Hi Adam and Nick,
Thanks for the replies and sorry for my delayed response, I've been on a bit of vacation.
Nick, I agree with your findings, I've attached a slightly updated example file (simpler queries) that has the ability to run with MySQLdb directly and with SqlAlchemy and the error doesn't exhibit when running MySQLdb directly, but it does while running SqlAlchemy, even with the NullPool ConnectionPool.
However, as Adam correctly points out, the error message is no longer "No such file or directory", but now "Transport endpoint is not connected". I have an example that I've been running since the start, previously giving the stacktrace I originally posted, that is now giving this "Transport endpoint is not connected" instead. I haven't changed anything on my end, so I have to assume in the weeks that I've been working on this problem something has changed on the google end.
Adam, to your statement that "all available concurrent connections" are saturated. My reading of the documentation stated I should be able to have about 4000 concurrent connections (
https://cloud.google.com/sql/faq#sizeqps). When limiting my "max_concurrent_requests" to 72 I am seeing the attached error rates across 18 instances (since my instances is limited to a max of 6 simultaneous requests). It seems like this should be well below the 4000 connection limit, by a couple of orders of magnitude, and yet I am still seeing this error occur. You also mentioned getting 5k tasks in the queue, if the queues are rate limited/concurrent request limited, the size of the queue backlog shouldn't have any effect on concurrent sql connections correct? Or am I misunderstanding something here?
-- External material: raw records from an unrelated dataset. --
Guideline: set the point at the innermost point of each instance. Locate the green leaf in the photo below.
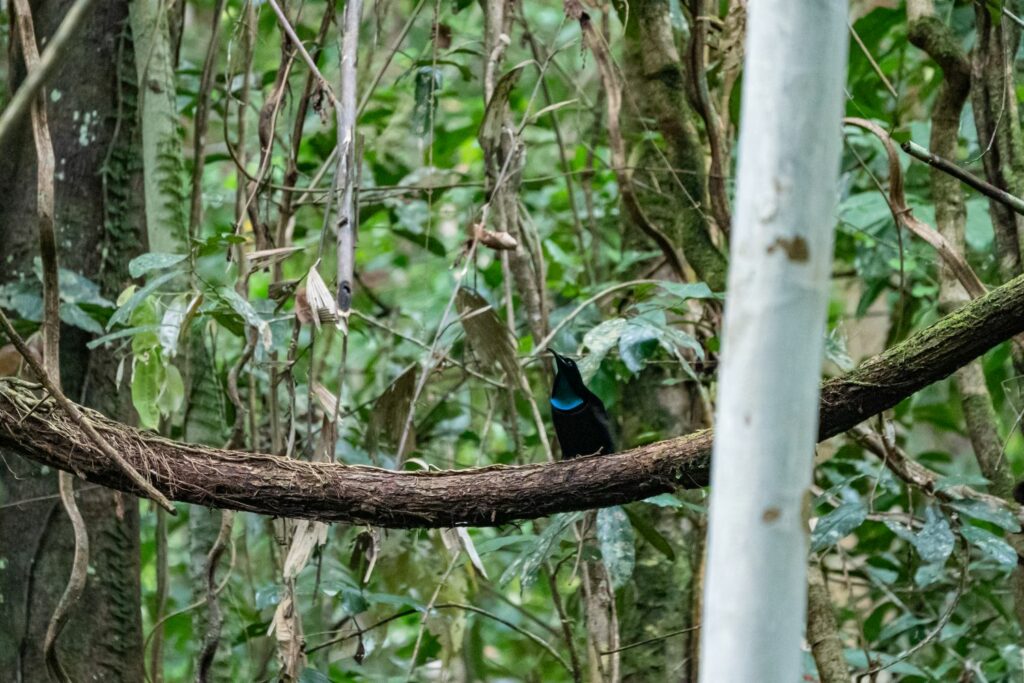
(312, 676)
(74, 315)
(153, 261)
(172, 393)
(636, 344)
(990, 545)
(614, 537)
(935, 542)
(76, 288)
(147, 375)
(125, 311)
(664, 501)
(248, 313)
(127, 332)
(428, 242)
(903, 623)
(1000, 516)
(927, 574)
(528, 562)
(600, 340)
(25, 298)
(428, 83)
(688, 290)
(837, 524)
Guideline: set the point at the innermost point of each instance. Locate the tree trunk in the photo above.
(97, 218)
(774, 337)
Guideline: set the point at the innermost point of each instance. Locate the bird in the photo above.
(582, 424)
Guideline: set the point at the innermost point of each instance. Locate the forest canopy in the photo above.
(294, 271)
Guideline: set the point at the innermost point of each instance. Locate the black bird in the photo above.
(581, 422)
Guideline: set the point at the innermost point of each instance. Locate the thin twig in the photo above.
(80, 420)
(903, 215)
(870, 60)
(290, 32)
(1016, 204)
(45, 165)
(655, 639)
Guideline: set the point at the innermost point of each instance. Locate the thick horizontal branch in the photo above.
(479, 497)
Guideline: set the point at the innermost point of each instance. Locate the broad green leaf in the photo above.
(248, 313)
(532, 557)
(614, 536)
(76, 288)
(837, 524)
(636, 344)
(990, 545)
(127, 332)
(902, 623)
(147, 376)
(124, 312)
(927, 574)
(664, 501)
(25, 298)
(1000, 516)
(600, 340)
(172, 392)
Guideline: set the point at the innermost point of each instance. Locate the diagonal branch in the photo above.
(488, 496)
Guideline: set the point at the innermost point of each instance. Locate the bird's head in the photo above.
(568, 390)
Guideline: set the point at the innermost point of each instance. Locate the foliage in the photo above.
(920, 581)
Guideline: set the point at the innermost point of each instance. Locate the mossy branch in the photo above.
(478, 497)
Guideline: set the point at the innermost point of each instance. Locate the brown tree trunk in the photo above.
(98, 223)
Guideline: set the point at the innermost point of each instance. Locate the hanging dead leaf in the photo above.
(308, 536)
(458, 540)
(287, 629)
(487, 336)
(498, 240)
(323, 302)
(390, 412)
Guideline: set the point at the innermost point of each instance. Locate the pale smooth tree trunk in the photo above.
(756, 591)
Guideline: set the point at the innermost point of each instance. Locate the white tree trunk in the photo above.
(756, 593)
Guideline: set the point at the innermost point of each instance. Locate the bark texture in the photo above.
(97, 226)
(489, 496)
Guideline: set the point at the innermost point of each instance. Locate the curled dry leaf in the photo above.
(489, 338)
(458, 540)
(308, 535)
(500, 240)
(287, 629)
(323, 306)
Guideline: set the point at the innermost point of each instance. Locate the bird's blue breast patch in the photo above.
(566, 404)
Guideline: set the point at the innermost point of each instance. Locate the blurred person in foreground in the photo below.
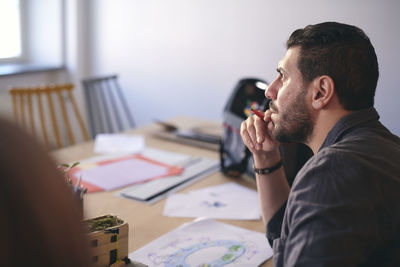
(41, 222)
(343, 208)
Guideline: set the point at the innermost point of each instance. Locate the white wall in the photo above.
(185, 56)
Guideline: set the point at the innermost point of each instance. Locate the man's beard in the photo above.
(295, 123)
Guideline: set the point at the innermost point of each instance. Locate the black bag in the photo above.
(235, 158)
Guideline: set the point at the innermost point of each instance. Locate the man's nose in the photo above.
(271, 91)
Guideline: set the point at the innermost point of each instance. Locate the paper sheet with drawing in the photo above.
(226, 201)
(206, 242)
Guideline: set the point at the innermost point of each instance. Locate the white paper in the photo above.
(152, 191)
(166, 157)
(226, 201)
(205, 243)
(117, 174)
(118, 143)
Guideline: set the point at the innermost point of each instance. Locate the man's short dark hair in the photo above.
(343, 52)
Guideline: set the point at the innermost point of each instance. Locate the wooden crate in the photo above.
(109, 246)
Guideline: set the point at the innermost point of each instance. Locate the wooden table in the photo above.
(146, 222)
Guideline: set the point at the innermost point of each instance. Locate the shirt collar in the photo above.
(349, 121)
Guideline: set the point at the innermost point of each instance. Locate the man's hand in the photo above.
(257, 135)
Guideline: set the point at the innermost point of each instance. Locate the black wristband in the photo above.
(268, 170)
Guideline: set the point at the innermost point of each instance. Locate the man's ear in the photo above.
(323, 91)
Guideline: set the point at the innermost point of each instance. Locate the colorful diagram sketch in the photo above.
(206, 243)
(234, 250)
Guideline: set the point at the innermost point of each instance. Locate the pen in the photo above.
(78, 184)
(258, 113)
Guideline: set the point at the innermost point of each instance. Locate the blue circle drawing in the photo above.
(235, 249)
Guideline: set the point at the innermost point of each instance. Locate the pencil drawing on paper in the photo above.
(205, 253)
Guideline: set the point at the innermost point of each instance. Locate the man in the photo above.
(343, 208)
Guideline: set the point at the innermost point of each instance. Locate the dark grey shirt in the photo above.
(344, 205)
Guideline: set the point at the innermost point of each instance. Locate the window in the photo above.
(10, 29)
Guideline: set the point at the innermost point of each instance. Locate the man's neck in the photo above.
(323, 124)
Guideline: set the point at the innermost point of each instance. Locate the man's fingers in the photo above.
(245, 135)
(260, 128)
Also, just to clarify, I don't believe there to a "bad" instance floating around out there. Initially, I did not see instances "recover" with subsequent requests, but a slower rate (of about 6/m) proved that bit of information to be incorrect. You can however see by my attached screenshot, that instances vary in their error rate.
I really appreciate the both of you getting back to me and Nick for sticking with this for so long. Unfortunately, work priorities have come up and since I have a work around with the MySQLdb route, I'm going to just take SqlAlchemy out of the mix and move forward with the working solution. If there are other contributions I can make in my spare time, let me know and I'll happily help. Otherwise, this is me "signing off".
Cheers,
Myles